- Parliament of the United Kingdom
- Long title: An Act to authorize the Construction of a Station near Victoria Street, Pimlico, in the County of Middlesex, and of a Railway to connect the same with the West London and Crystal Palace Railway at Battersea in the County of Surrey, in order to afford improved Communication between certain of the Railways South of the Thames and the Western Districts of the Metropolis; and for other Purposes.
- Citation: 21 & 22 Vict. c. cxviii

Dates
- Royal assent: 23 July 1858

= Victoria Station and Pimlico Railway =

Early British railway company

The Victoria Station and Pimlico Railway (VS&PR) was an early British railway company which was incorporated by act of Parliament, the Victoria Station and Pimlico Railway Act 1858 (21 & 22 Vict. c. cxviii), on 23 July to build a railway line connecting the existing London, Brighton and South Coast Railway (LB&SCR) terminus in Battersea to a new terminal at London Victoria station in Westminster. This involved constructing the Grosvenor Bridge over the river Thames. The company later leased its lines and stations to the LB&SCR and the London Chatham and Dover Railway (LC&DR) but continued in existence until December 1922 when it was briefly amalgamated with the South Eastern Railway as a result of the Railways Act 1921, which created the Big Four on 1 January 1923.

==Origins==
The railway was originally created to provide a West End of London terminus for the LB&SCR and three British railways which already had access to, or were planning to use the misnamed ‘Pimlico’ station of the LB&SCR, (which was actually sited in Battersea). These were the Great Western Railway (GWR), the London and North Western Railway (L&NWR), and the East Kent Railway, which would soon afterwards become the London Chatham and Dover Railway (LC&DR). The new company had an authorised capital of £1 million 45% of which was subscribed by LB&SCR. It was empowered to make agreements with the LC&DR and GWR, for these two companies to pay an agreed rent in perpetuity.
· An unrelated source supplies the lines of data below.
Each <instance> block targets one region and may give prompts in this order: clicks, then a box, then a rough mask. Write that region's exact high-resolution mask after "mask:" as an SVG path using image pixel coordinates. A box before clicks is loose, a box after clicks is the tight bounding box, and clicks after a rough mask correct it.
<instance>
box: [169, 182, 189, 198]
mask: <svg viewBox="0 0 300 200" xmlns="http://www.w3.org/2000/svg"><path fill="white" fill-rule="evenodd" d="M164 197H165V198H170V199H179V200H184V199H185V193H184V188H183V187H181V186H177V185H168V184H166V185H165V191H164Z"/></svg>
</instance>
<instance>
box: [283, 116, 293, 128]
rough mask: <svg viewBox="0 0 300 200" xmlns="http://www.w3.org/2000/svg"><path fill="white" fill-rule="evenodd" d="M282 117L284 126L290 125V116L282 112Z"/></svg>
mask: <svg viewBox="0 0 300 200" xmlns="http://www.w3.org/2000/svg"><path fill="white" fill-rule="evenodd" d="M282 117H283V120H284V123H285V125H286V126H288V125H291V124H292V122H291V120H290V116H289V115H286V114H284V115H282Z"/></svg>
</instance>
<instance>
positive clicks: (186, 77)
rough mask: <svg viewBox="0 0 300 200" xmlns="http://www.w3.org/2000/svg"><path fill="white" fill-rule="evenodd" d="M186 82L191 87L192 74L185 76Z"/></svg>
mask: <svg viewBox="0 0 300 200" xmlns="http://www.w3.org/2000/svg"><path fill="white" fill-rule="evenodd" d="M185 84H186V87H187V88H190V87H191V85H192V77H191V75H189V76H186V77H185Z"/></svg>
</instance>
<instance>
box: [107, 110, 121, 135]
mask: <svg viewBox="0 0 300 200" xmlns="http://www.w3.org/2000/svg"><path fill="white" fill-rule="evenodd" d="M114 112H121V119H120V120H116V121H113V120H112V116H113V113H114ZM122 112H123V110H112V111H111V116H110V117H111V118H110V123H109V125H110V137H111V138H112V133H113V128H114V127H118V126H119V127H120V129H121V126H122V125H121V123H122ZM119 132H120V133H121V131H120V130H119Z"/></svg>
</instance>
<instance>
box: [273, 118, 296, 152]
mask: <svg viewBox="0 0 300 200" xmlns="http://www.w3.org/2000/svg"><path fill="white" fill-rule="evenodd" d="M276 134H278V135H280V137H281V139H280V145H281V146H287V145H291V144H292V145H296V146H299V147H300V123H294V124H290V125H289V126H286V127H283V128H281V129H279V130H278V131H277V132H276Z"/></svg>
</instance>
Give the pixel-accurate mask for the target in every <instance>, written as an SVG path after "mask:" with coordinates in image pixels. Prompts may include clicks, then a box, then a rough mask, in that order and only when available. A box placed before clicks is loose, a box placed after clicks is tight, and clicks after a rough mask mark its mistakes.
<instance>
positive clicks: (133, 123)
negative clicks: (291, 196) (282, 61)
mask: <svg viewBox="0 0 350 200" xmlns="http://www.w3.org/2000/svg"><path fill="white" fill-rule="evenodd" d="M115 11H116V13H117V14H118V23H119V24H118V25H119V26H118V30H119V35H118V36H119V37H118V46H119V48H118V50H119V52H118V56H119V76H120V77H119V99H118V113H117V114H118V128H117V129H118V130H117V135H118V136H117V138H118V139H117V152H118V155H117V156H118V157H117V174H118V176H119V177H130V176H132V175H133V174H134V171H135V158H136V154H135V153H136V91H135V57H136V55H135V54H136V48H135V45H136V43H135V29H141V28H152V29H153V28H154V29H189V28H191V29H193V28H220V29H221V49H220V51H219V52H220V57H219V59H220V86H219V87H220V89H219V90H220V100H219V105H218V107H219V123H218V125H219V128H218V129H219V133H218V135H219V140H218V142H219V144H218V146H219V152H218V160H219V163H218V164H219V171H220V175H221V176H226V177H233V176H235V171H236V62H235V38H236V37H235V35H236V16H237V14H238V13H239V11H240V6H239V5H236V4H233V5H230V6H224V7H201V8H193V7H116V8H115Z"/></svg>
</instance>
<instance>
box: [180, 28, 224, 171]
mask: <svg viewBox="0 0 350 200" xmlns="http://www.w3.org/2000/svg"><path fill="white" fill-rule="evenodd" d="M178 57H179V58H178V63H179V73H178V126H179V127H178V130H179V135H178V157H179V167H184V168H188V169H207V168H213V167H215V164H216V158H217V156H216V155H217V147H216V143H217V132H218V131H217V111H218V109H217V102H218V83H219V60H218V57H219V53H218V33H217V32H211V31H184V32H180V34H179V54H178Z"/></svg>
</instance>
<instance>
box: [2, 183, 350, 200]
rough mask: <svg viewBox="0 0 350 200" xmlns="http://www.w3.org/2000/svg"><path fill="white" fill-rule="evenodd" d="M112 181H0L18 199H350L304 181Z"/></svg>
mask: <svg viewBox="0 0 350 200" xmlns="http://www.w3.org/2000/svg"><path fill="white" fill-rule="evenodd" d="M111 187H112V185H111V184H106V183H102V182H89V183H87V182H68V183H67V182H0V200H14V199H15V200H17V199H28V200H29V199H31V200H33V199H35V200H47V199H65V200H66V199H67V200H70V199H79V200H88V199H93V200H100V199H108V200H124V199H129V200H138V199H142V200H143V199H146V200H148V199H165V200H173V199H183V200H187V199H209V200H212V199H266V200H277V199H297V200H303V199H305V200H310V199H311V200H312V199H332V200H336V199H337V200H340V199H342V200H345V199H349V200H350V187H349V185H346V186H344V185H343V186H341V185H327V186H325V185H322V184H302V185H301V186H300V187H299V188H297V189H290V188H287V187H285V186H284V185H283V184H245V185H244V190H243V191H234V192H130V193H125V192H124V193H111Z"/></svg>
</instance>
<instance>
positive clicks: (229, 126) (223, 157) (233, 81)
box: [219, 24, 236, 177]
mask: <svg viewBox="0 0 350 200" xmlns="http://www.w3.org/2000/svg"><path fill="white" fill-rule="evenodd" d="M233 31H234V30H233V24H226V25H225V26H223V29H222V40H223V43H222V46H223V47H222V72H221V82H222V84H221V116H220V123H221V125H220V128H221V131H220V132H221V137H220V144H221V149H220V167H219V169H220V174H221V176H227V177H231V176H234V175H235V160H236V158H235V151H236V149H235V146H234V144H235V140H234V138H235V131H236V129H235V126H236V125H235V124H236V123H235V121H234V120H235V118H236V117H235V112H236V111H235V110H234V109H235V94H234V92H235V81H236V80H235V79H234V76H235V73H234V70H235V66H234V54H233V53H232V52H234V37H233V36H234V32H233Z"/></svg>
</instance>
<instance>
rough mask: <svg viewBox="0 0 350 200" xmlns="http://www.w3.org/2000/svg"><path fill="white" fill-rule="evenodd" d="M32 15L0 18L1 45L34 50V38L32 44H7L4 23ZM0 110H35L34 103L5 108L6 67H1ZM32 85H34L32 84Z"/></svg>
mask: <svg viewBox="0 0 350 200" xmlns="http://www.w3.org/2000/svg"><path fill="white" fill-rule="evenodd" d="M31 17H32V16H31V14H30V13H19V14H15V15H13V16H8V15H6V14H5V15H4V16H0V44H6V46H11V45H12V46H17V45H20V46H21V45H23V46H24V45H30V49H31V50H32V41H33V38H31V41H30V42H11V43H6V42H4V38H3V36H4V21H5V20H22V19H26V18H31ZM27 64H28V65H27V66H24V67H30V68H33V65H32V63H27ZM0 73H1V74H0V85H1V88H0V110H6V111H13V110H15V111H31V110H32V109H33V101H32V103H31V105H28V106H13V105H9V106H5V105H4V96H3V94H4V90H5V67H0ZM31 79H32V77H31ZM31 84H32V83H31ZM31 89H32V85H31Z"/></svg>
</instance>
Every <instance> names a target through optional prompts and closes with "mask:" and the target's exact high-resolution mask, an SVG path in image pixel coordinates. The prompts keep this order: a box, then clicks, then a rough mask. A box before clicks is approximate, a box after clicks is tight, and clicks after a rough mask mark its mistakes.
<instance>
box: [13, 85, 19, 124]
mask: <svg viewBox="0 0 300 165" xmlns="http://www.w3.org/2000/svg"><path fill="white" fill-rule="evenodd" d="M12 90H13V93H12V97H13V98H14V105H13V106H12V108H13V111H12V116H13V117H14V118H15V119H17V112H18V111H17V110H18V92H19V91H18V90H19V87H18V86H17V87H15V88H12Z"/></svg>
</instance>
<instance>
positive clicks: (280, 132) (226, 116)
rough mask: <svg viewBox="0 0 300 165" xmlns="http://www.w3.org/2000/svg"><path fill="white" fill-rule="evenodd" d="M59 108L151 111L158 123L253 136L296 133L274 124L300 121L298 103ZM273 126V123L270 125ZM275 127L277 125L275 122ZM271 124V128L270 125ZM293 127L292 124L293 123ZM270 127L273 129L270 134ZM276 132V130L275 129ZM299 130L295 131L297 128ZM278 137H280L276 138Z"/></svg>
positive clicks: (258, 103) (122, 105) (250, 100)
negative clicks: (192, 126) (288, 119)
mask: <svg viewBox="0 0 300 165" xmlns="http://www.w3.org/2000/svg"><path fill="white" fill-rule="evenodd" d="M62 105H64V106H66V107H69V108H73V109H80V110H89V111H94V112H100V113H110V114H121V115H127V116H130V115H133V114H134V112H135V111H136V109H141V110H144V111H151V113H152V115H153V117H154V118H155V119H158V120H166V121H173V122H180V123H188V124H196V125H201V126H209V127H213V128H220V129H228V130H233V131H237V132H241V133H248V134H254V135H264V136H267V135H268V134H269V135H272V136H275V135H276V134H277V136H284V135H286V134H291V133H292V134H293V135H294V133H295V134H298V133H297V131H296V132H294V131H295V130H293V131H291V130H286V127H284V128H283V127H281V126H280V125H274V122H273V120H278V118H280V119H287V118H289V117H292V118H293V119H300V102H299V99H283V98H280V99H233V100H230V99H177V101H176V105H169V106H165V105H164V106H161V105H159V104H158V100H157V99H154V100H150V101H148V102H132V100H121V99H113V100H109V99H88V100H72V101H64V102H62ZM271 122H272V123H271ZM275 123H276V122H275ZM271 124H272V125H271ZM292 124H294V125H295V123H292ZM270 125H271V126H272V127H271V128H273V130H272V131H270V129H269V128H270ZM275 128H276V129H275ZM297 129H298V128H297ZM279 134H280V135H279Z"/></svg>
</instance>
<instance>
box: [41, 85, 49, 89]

The London, Brighton and South Coast Railway Company was to have custody and regulation of the line

The Victoria Station and Pimlico Railway Act 1859 (22 & 23 Vict. c. cxii) enabled the widening of the proposed lines and for the L&NWR and GWR to subscribe £100,000 each, towards the cost of construction.

==Completion==
The line was completed and the LB&SCR side of Victoria station opened in the basin of the Grosvenor Canal on 1 October 1860, and leased to the LB&SCR which company had also promoted a bill enabling it to amalgamate with the VS&PR. However this was opposed by the GWR and LC&DR and rejected by Parliament. An agreement was made to widen the lines and bridges to separate the two main users, which was completed in 1862/3. The LC&DR and GWR station at Victoria (which also provided running powers for the L&NWR) was opened 25 August 1862

==Absorption==
The VS&PR continued in existence until 14 December 1922 when it was absorbed by the South Eastern Railway as a result of the Railways Act 1921, prior to the creation of the Southern Railway on 1 January 1923.